A mysterious scramble is underway to empty the 11-story One North Hudson Building, part of a block of properties bought up over the past decade by developer Nicholas Preftakes.
Preftakes did not return phone calls to The Oklahoman on Tuesday. He owns all of the properties on the block bordered by Hudson, Sheridan, Walker and Main Street, except the city's 420 W Main office annex, Coney Island Hot Dogs and the now-closed Pizza Town.
His acquisitions on the block, dating to 2007, total more than $16 million. And while Preftakes has remained coy about his plans throughout the years, all indications point to a dramatic transformation of the southwest corner of downtown.
All of Preftakes' buildings are empty except the Union Bus Station, where operations are set to close and move to Eastern and Reno Avenues next year, and the One North Hudson Building. The few remaining tenants confirm they are moving after being told their leases won't be renewed when they expire in April 2014.
The Oklahoma Pork Council, a tenant leasing the ninth floor for nine years, is preparing to move to 901 N Lincoln, where it will lease space from the Oklahoma Blood Institute. The Hunsucker Legal Group, meanwhile, is preparing to build a new office building that will fill in a gap between Film Row and the Central Business District.
Roy Lee Lindsey, director of the Oklahoma Pork Council, said Preftakes told him the building is being emptied out as part of a plan to redevelop the block.
Preftakes bought One North Hudson, originally the Hotel Black, in 2007. And while he has engaged in some leasing activity, occupancy has dived at a time when similar properties have filled up.

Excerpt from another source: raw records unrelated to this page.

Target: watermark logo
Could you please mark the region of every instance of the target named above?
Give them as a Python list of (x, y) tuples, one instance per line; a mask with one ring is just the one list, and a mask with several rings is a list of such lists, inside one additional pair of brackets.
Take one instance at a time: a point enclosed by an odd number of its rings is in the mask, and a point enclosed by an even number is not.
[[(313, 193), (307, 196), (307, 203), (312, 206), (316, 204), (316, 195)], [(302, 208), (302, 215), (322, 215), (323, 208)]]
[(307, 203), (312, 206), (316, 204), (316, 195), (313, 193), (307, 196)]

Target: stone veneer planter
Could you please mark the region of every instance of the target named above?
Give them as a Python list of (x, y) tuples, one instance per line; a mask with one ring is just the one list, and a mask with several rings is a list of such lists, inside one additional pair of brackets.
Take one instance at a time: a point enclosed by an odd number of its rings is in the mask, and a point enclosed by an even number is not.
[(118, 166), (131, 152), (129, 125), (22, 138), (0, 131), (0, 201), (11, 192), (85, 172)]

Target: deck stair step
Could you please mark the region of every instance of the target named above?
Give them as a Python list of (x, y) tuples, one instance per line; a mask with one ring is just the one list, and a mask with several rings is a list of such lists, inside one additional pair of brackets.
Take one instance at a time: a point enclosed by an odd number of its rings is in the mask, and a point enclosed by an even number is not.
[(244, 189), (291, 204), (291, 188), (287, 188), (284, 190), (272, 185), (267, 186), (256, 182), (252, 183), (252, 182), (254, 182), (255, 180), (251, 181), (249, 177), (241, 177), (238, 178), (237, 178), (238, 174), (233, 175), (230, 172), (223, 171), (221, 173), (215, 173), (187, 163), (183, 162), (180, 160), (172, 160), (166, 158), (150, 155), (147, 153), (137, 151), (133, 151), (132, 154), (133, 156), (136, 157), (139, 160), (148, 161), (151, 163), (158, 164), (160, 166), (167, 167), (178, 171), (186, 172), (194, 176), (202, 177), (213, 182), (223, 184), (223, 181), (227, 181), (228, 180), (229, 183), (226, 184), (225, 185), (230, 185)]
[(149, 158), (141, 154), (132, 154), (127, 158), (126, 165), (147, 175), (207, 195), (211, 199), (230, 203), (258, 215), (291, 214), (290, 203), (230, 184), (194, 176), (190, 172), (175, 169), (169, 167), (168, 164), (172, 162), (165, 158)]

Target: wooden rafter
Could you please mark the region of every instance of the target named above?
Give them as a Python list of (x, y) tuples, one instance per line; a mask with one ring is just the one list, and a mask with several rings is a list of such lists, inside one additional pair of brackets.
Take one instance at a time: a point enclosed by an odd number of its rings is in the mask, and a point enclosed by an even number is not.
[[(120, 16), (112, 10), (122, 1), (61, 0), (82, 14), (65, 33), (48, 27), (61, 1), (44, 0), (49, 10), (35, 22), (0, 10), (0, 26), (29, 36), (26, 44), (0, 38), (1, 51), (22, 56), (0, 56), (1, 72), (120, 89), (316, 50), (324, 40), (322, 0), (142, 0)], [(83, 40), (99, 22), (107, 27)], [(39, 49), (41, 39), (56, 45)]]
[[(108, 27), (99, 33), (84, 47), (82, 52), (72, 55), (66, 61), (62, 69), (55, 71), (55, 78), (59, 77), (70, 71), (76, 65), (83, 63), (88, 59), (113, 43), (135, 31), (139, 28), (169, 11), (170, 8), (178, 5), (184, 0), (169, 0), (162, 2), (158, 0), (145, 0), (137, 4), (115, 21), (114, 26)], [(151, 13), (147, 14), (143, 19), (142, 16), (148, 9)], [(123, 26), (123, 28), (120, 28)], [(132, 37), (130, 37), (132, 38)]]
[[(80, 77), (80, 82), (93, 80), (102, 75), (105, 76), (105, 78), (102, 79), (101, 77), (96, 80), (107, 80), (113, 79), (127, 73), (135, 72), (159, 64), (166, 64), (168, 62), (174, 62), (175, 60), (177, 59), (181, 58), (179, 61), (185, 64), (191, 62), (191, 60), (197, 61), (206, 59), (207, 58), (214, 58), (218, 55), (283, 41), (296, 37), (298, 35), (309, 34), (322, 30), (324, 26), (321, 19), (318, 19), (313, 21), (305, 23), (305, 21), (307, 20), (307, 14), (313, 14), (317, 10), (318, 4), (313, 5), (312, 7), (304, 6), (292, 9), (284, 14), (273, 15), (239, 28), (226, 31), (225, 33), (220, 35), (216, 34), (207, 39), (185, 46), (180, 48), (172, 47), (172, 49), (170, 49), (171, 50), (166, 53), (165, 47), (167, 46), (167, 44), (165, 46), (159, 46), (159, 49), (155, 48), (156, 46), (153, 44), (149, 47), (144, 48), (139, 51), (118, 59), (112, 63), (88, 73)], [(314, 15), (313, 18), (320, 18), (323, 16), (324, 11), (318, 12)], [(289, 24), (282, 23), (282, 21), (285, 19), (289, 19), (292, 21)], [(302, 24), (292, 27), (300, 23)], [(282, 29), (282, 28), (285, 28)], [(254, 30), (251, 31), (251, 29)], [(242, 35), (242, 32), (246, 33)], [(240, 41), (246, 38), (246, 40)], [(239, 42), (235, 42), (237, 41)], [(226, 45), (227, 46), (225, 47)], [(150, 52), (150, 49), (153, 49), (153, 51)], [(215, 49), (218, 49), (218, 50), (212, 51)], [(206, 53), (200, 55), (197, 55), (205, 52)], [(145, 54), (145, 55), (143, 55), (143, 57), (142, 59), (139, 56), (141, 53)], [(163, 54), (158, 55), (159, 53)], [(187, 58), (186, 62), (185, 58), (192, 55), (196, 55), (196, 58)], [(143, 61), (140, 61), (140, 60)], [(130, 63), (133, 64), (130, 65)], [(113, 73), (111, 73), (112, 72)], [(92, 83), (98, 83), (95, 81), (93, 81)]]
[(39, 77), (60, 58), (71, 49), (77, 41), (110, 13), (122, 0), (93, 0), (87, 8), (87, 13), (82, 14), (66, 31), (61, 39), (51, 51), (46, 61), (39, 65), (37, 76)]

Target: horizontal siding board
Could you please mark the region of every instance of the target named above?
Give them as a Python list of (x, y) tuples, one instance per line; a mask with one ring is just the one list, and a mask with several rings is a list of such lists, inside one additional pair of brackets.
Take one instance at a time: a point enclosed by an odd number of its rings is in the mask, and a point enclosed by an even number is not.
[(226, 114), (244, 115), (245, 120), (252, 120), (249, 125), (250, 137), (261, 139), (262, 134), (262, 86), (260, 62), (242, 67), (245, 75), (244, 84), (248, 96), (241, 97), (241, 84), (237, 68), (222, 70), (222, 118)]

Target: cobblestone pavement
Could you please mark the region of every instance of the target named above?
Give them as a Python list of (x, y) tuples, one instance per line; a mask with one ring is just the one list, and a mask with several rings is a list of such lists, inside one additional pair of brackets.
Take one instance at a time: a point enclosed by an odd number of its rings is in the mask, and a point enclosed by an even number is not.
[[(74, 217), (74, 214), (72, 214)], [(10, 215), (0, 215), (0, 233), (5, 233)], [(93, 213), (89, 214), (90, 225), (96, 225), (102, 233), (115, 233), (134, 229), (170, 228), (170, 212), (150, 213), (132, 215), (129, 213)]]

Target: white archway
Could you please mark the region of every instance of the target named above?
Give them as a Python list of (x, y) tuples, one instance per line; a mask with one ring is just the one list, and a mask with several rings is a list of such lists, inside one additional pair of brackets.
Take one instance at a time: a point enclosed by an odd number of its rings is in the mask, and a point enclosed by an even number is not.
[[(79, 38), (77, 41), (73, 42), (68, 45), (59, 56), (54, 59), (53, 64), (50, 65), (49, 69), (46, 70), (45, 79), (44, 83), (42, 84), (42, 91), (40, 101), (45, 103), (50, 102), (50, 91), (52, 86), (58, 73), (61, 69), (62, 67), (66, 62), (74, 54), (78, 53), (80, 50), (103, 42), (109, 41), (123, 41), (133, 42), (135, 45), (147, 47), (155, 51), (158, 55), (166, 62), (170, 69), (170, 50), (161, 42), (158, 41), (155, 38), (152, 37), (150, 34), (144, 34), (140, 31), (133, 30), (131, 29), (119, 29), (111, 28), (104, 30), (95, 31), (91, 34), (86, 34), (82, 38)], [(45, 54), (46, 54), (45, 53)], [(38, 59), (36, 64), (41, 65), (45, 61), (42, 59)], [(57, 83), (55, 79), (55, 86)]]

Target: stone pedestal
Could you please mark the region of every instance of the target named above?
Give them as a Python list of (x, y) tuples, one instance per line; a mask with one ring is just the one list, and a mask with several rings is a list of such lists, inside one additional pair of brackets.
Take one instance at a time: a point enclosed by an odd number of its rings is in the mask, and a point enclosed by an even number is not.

“There were not many left in the building when they started work on Devon Tower,” Lindsey said. “As that work progressed, the Holder-Flintco people, their subs (subcontractors) on the Devon project took up that space. At the height of the project, the building was filled.”
Lindsey said that space is again empty since the Devon Energy Center construction was completed.
Lindsey praised Preftakes for allowing him flexibility on where he could move and possibly ending the lease early without penalty.
John Hunsucker, owner of the Hunsucker Legal Group, reported the same communications took place with Preftakes' leasing agents — with one exception: the firm had to move by April no matter what. He also has been notified by the Oklahoma City Community Foundation that his firm's month-to-month lease of parking spaces at Stage Center will not be renewed after July 31.
Cardinal Engineering, meanwhile, completed site inspections several weeks ago on the Stage Center site, where several sources have confirmed an announcement is imminent of redeveloping the property into a tower.
While Preftakes isn't talking, it's highly unlikely he is struggling to find tenants for the office building, which overlooks the revamped Myriad Gardens.
After Devon Energy added 1.8 million square feet to the downtown office market, some people worried whether the city would be hit with a glut of vacant space. The opposite occurred as new companies moved into town, and now the city's downtown garage system is oversold and full.
Greater Oklahoma City Chamber President Roy Williams on Tuesday told the city council “our success has become our impediment.”
“We're losing potential clients everyday,” Williams said. “They're looking for existing space, and we're basically full. Everything large, 50,000 square feet and up, is basically full in our market.”
Could more than one new tower be in the works for the downtown skyline? Devon Energy has denied rumors it plans to build a second tower on Preftakes' block, though its parking garages are filling up as its workforce continues to expand.
Or could Preftakes' moves be directly related to the development set to occur across the street at Stage Center?
Either way, the timelines are moving in tandem and deadlines are being set by owners of both blocks.
And Hunsucker is caught up by both deadlines, which has him hoping to quickly build a new home for his law firm at 600 W Sheridan. Hunsucker bought the corner at Sheridan and Dewey back when Film Row was better known as Skid Row and prospects for the area looked dim.
Most of the remainder of Film Row has since been redeveloped to the west and walls are going up for the new John W. Rex Elementary across the street to the east. With the redevelopment of Stage Center almost a certainty, and potentially more redevelopment ahead of Preftakes' block, Hunsucker is set to enjoy a pretty plush new address.
If he can get the job done by April.
Hunsucker experienced an unexpected delay last month when the Downtown Design Review Committee told him he needed to make changes to the building plans and involve an architect.
He's done just that, changing the roofline from a pitched to a flat line, and architect Thomas Small worked with builder/designer Scott Coleman on final renderings.
Hunsucker will find out if his plans can proceed at Thursday's design review meeting. He also is including a retail space facing Sheridan that he hopes to lease out to an art gallery or related use. His fallback plan is to open a gallery for his own photography, which he displays at festivals throughout the year.
“I think this building will provide a nice transition, a nice step down that will bring together the business district and Film Row. We are moving a bit quicker than we wanted to with everything changing around us.”